AM is a highly heterogeneous and invasive tumor, and its imaging findings are not specific. Histological diagnosis and grading remain the gold standard of diagnosis, but molecular technique diagnosis will more accurately stratify the behavior of the tumor. Surgical resection is still the first choice for the treatment of AMs and total resection (Simpson I–II grade) should be performed to reduce recurrence.
Acknowledgments
Funding: None.
Footnote
Reporting Checklist: The authors have completed the AME Case Series Checklist. Available at http://dx.doi.org/10.21037/tcr-21-375
Data Sharing Statement: Available at http://dx.doi.org/10.21037/tcr-21-375
Conflicts of Interest: All authors have completed the ICMJE uniform disclosure form (available at http://dx.doi.org/10.21037/tcr-21-375). The authors have no conflicts of interest to declare.

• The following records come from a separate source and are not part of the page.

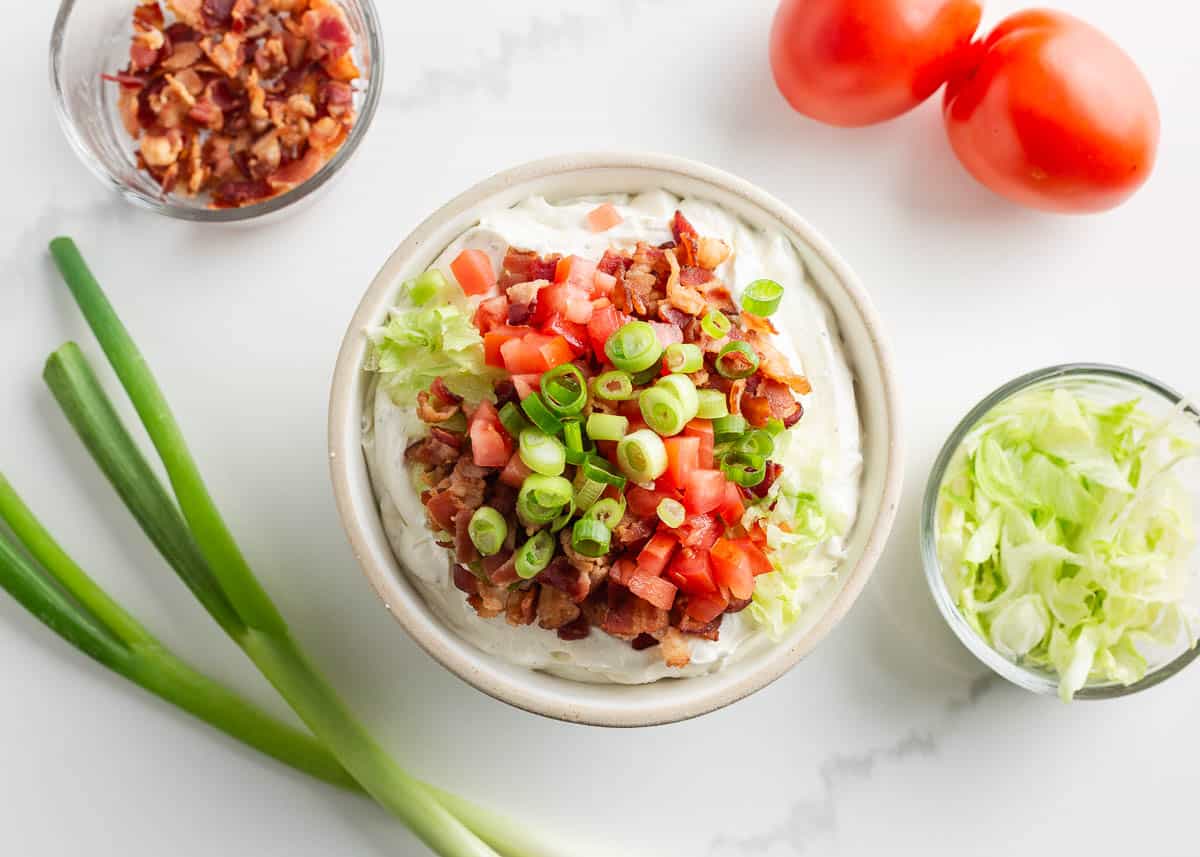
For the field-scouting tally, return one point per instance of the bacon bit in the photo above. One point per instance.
(522, 606)
(711, 252)
(676, 651)
(684, 298)
(465, 580)
(555, 609)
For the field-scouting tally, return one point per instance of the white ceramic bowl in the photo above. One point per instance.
(669, 700)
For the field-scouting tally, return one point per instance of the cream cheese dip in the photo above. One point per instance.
(825, 445)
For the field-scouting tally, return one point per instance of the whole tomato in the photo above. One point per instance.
(862, 61)
(1054, 115)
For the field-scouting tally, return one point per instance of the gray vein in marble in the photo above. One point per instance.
(492, 75)
(816, 819)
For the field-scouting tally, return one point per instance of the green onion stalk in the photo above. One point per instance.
(195, 540)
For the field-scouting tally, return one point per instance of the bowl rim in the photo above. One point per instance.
(1029, 678)
(345, 442)
(163, 205)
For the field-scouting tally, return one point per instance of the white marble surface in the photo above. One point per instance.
(888, 739)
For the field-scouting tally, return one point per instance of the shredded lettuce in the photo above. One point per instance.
(419, 345)
(796, 523)
(1065, 534)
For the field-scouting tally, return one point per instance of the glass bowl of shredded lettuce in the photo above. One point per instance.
(1059, 531)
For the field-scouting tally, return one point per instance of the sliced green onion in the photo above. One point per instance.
(744, 469)
(613, 387)
(762, 297)
(541, 498)
(729, 427)
(634, 347)
(684, 357)
(587, 491)
(684, 389)
(543, 417)
(564, 519)
(607, 426)
(591, 538)
(573, 433)
(513, 420)
(607, 511)
(737, 359)
(717, 324)
(757, 442)
(541, 453)
(711, 405)
(600, 471)
(672, 513)
(641, 455)
(423, 288)
(534, 555)
(487, 531)
(564, 390)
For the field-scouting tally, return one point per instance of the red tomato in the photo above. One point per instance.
(703, 491)
(702, 430)
(603, 324)
(861, 61)
(490, 444)
(653, 558)
(1055, 115)
(683, 457)
(654, 589)
(731, 568)
(473, 270)
(492, 313)
(691, 571)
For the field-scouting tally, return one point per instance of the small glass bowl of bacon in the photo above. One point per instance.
(216, 111)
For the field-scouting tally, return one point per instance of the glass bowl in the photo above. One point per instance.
(91, 37)
(1103, 383)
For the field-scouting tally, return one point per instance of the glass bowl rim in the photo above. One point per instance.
(204, 215)
(1025, 677)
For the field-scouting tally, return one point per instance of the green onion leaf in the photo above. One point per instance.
(591, 538)
(641, 455)
(607, 426)
(762, 297)
(487, 531)
(635, 347)
(737, 359)
(684, 357)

Ethical Statement: The authors are accountable for all aspects of the work in ensuring that questions related to the accuracy or integrity of any part of the work are appropriately investigated and resolved. All procedures performed in this study involving human participants were in accordance with the Declaration of Helsinki (as revised in 2013). This study was approved by the Medical Ethics Committee of Guangzhou Red Cross Hospital, The Fourth Affiliated Hospital of Jinan University (2019-146-01). Individual consent for this retrospective analysis was waived.